En el período del tiempo en el cual llegué al mundo, las mujeres de entonces no conocieron el ginecostetra. Toda la gente de la población tuvo su otra mamá en la partera. Nada costaba alumbrar a un hijo porque la comadrona no cobraba por traer al mundo los bebés. Hubo, eso sí, un ambiente saturado de bendiciones en cada momento y en toda ocasión; los muchachos de entonces que ya habían aprendido a manejar los signos, sin que supieran que este es el nombre que se le da a la palabra, respetuosamente pedían la bendición a la madre de alumbramiento. Una bendición que circulaba con su gran valor moral como moneda corriente.
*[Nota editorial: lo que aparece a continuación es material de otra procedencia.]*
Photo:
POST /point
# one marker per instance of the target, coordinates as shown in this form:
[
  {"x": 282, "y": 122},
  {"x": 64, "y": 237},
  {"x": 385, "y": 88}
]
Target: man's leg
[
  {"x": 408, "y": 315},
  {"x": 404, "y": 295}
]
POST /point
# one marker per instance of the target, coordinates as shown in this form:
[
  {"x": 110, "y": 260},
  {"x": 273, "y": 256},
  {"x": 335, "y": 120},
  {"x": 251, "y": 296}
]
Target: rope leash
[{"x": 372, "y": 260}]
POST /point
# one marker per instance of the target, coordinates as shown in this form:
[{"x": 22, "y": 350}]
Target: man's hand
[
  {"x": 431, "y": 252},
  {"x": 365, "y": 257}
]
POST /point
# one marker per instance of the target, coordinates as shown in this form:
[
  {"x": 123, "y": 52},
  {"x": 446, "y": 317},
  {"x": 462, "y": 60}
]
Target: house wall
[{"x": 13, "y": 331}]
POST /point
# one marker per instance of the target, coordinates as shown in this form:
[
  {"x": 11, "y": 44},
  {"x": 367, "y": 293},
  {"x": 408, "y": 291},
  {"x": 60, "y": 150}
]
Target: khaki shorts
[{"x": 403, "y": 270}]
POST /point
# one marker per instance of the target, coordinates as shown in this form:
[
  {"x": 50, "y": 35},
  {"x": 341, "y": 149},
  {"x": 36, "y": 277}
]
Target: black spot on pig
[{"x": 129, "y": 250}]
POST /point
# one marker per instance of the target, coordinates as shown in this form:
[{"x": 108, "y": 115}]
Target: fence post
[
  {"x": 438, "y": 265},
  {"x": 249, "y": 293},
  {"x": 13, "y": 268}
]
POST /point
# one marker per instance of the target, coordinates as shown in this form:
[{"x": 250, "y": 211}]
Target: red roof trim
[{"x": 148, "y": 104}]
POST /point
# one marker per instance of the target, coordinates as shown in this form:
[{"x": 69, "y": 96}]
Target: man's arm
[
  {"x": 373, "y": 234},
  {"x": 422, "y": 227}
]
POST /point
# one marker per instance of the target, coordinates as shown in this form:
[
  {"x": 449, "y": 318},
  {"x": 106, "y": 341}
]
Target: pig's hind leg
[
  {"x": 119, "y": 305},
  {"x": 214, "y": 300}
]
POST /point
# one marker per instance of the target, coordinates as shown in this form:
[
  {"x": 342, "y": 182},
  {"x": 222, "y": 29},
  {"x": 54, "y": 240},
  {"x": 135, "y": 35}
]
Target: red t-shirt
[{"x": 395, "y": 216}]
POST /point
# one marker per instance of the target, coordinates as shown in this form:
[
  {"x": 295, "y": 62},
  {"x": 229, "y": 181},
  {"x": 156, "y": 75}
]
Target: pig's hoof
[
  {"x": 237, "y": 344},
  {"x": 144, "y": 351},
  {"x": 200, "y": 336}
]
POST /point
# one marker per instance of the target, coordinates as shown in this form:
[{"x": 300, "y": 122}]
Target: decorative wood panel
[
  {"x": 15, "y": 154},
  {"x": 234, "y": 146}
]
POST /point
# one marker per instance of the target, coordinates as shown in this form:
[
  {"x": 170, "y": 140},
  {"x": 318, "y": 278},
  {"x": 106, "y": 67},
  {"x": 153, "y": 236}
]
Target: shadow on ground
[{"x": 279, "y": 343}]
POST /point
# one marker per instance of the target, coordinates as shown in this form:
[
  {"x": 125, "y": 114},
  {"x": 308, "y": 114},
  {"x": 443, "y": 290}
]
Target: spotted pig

Esa partera comadrona de mi pueblo se llamó: Rosa de Soteldo o también: Rosa Suárez de Soteldo, apellido clásico para los yaritagüeños de entonces. Había en aquella población un respetable médico anciano que conocimos como el Dr. Álvarez al cual se recurría la gente cuando todos los recursos familiares aplicados al enfermo como: plantillas, infusiones, bebedizos, ladrillos calientes, unturas, etc no respondían satisfactoriamente. Y aplicadas al malestar no cedía. Nosotros veíamos con atemorizado respeto a este médico porque lo asociábamos con Jesús Gutiérrez, el hombre que en su bicicleta iba a dónde fuera del pueblo para poner sus ampoyetas, (así se le nombraba a las inyecciones).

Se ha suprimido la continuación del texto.